In the case of “One Day At A Time,” it’s not that simple.
The show was distributed by Netflix but produced by Sony Pictures Television, which unlike NBC’s studios, is not affiliated to a TV network that could air the show. Instead, they would have to actively pitch the sitcom to a company that can handle the show’s on-air distribution.
Nogales really hopes the show gets picked up again.
“All it takes is one leader of that [media] company to say, 'this is a good show, let’s put it up,'" he said.
NHMC has referred to “One Day At A Time” as a guiding light, "a true north in an industry grappling with issues of diversity, equity and inclusivity." Groups such as the NHMC and others cite studies that show Latinos are underrepresented across all areas of the entertainment industry.
“Latinos are 18 percent of the [U.S.] population, but then when you look at the numbers in film and TV, they are just not there,” Ana-Christina Ramón, co-author of the UCLA diversity report, previously told NBC. “When Latinos are portrayed, they are often presented as criminals or immigrants, or in a one-dimensional fashion, so there is no way to counteract stereotypes if people are not interacting with Latinos in real life.”
While Nogales and others consider “One Day At A Time” a win for diversity and representation in Hollywood, he said the legacy of the Emmy-nominated sitcom goes beyond that.

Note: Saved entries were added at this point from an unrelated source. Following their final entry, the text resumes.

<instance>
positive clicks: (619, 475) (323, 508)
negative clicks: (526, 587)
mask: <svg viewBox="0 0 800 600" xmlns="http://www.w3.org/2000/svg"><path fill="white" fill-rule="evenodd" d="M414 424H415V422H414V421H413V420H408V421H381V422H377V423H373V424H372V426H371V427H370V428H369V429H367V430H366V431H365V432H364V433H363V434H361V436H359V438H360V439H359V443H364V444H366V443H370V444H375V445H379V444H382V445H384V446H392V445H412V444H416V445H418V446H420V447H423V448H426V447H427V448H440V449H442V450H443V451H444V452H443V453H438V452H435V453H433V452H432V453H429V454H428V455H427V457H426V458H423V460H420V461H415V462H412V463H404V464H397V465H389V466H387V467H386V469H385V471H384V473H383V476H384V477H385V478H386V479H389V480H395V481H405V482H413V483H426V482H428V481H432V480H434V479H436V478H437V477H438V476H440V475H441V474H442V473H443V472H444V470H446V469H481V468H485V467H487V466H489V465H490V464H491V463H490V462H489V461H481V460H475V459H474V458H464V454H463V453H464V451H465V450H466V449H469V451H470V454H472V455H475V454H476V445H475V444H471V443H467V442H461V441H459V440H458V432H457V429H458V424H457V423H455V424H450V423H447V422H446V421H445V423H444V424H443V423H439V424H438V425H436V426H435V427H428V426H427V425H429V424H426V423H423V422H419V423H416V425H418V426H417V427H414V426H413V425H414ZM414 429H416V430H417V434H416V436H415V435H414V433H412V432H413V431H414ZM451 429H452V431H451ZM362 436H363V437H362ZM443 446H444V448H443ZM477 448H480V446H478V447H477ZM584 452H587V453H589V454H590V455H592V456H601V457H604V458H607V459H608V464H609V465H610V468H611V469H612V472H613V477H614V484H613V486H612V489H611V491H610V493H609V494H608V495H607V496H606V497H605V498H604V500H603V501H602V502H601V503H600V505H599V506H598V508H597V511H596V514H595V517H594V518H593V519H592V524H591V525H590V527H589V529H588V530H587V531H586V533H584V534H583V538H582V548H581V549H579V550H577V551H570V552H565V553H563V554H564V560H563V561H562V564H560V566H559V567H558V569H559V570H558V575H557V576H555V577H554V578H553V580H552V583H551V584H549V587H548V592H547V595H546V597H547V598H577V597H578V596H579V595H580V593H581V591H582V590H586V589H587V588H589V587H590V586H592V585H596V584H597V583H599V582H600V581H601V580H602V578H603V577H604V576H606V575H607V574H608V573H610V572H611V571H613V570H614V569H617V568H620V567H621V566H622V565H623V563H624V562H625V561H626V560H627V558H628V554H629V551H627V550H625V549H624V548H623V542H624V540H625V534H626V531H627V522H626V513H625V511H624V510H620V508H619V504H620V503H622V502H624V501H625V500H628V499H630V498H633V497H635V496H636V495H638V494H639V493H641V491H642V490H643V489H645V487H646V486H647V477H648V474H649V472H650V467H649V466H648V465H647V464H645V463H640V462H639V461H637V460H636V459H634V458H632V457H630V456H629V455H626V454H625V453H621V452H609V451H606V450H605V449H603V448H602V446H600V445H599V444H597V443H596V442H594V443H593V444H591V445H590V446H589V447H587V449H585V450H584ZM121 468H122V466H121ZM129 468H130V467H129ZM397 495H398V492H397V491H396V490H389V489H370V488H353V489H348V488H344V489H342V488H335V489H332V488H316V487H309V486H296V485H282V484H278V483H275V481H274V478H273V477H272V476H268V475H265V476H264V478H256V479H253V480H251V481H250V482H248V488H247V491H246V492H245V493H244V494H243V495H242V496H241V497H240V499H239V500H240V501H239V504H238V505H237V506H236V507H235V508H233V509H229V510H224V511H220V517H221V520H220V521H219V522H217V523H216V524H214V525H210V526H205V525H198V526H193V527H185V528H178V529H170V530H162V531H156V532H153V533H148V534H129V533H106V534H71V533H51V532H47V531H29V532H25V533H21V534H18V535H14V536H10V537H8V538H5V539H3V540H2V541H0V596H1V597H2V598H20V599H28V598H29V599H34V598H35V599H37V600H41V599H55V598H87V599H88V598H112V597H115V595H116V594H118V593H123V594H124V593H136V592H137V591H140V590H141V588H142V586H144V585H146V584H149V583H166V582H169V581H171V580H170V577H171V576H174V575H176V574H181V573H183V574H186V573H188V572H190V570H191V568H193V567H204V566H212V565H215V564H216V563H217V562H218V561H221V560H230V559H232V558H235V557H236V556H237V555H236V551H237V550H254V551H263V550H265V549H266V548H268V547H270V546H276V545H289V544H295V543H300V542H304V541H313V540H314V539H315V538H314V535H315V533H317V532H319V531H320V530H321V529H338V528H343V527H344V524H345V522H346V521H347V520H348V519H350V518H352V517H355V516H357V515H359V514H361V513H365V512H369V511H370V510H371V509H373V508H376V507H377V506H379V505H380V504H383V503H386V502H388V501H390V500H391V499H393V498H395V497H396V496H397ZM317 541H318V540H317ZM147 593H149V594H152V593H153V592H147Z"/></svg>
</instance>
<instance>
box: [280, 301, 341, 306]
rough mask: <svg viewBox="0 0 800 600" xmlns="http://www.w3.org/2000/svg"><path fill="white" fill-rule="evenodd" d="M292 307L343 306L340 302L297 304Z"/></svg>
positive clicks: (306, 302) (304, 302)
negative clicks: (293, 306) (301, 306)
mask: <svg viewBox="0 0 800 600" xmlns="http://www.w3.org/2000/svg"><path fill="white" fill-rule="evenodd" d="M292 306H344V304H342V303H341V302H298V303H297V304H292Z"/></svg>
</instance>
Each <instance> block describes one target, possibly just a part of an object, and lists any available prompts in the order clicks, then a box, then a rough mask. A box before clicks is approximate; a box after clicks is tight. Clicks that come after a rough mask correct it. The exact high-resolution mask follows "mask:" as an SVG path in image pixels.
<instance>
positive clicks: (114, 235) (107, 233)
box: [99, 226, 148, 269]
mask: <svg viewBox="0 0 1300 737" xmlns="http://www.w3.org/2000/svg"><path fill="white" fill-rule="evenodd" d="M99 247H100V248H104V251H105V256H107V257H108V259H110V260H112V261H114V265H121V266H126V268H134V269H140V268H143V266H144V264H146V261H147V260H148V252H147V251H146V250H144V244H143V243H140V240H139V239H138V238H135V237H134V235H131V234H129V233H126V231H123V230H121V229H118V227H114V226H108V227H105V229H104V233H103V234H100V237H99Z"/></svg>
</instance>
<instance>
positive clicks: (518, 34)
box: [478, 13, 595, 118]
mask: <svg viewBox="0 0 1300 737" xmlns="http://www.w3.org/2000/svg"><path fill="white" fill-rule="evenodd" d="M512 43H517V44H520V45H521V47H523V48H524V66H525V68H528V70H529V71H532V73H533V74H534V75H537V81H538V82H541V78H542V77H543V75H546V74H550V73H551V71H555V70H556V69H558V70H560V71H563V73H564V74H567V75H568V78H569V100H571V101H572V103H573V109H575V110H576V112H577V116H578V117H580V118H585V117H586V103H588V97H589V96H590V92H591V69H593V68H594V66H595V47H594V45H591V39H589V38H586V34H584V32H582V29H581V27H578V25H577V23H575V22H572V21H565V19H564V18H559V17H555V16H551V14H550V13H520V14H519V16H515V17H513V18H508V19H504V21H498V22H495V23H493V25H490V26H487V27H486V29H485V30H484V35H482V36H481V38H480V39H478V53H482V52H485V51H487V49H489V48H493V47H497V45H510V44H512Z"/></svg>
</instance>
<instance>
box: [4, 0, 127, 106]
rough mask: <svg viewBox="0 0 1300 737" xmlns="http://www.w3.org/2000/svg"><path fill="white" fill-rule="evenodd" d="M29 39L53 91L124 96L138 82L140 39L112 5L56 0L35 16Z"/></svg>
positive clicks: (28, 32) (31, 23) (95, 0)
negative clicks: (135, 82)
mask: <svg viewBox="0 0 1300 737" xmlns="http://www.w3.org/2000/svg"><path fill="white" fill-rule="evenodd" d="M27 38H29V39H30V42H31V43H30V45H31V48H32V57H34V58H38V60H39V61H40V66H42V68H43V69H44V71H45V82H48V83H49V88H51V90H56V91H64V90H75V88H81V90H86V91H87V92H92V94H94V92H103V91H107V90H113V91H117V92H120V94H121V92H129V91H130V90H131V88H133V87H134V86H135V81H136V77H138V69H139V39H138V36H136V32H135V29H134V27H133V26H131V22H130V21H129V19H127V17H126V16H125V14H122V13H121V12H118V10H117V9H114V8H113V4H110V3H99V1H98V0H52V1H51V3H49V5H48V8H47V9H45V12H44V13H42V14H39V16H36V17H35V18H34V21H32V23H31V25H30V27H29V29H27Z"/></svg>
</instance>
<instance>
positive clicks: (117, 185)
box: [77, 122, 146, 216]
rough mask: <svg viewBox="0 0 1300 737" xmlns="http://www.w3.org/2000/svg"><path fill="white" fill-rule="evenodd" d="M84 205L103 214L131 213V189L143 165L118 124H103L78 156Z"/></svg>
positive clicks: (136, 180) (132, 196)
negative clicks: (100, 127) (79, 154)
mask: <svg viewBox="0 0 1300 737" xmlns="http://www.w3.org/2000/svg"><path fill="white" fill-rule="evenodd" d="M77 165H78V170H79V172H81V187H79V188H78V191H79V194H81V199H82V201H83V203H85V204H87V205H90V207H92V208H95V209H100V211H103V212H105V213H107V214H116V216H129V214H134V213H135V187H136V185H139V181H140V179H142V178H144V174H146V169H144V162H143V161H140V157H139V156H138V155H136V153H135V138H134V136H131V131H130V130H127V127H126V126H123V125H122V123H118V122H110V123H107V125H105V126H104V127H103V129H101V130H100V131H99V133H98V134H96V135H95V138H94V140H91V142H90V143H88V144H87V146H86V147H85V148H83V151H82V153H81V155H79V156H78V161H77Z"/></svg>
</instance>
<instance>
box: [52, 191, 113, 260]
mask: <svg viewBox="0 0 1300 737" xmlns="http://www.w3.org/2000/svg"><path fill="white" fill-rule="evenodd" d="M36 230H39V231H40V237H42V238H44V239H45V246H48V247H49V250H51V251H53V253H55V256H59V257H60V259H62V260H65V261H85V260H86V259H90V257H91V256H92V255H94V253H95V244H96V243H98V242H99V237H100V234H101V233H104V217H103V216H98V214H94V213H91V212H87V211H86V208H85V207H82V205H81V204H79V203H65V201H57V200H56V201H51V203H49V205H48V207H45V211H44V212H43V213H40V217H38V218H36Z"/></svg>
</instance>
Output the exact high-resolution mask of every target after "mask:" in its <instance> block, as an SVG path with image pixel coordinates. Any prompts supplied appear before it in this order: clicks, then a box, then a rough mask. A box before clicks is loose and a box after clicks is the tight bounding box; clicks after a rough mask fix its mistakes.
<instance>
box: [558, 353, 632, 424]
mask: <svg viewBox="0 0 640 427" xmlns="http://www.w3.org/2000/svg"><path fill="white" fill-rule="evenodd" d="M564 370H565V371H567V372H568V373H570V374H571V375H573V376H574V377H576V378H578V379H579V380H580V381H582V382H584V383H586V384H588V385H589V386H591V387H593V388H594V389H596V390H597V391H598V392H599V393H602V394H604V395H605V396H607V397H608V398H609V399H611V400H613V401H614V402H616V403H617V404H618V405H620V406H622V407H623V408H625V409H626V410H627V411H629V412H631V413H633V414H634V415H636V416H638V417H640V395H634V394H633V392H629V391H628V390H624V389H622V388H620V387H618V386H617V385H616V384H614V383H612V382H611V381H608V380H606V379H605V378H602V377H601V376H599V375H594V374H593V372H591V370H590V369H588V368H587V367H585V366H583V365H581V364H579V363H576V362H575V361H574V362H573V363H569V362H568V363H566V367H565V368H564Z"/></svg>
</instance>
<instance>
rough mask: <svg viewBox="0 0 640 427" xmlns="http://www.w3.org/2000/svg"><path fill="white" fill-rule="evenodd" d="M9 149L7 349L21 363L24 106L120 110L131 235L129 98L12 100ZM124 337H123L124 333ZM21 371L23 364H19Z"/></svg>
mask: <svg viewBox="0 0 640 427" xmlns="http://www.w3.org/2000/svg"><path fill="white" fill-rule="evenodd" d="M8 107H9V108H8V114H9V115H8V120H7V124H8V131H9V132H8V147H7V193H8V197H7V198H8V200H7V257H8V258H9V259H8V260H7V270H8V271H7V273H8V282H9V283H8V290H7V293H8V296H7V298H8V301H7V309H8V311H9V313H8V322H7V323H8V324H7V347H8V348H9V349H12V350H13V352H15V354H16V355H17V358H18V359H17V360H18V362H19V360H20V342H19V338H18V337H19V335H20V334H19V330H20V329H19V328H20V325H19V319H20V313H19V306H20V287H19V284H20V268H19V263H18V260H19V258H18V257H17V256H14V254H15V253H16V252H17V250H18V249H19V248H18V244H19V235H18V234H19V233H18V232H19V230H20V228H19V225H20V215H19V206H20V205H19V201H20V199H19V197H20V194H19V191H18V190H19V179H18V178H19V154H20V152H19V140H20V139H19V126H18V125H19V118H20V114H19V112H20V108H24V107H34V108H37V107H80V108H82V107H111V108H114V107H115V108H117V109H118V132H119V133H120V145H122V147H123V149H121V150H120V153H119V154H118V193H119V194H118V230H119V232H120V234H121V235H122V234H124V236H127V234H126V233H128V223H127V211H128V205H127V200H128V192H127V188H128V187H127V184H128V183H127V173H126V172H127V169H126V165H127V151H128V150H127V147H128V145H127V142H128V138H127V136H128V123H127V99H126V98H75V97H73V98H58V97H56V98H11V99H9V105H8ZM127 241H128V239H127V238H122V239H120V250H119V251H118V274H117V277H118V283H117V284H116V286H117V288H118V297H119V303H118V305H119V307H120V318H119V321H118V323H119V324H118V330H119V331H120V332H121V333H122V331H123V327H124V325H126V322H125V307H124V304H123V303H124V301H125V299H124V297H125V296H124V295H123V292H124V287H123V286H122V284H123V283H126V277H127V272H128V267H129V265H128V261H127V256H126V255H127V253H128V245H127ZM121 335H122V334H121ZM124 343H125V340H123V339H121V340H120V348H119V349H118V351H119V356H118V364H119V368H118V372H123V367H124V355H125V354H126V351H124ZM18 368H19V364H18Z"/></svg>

“What you had is: a great showrunner (Gloria Calderón-Kellett, who is Cuban-American), quality writing by Latinos, quality acting by Latinos … Who’s going to argue that Justina Machado [the star of the show] is not an excellent actress?” he said. “The legacy is one of excellence, of what can be accomplished by Latino artists. It sets a standard for quality programming.”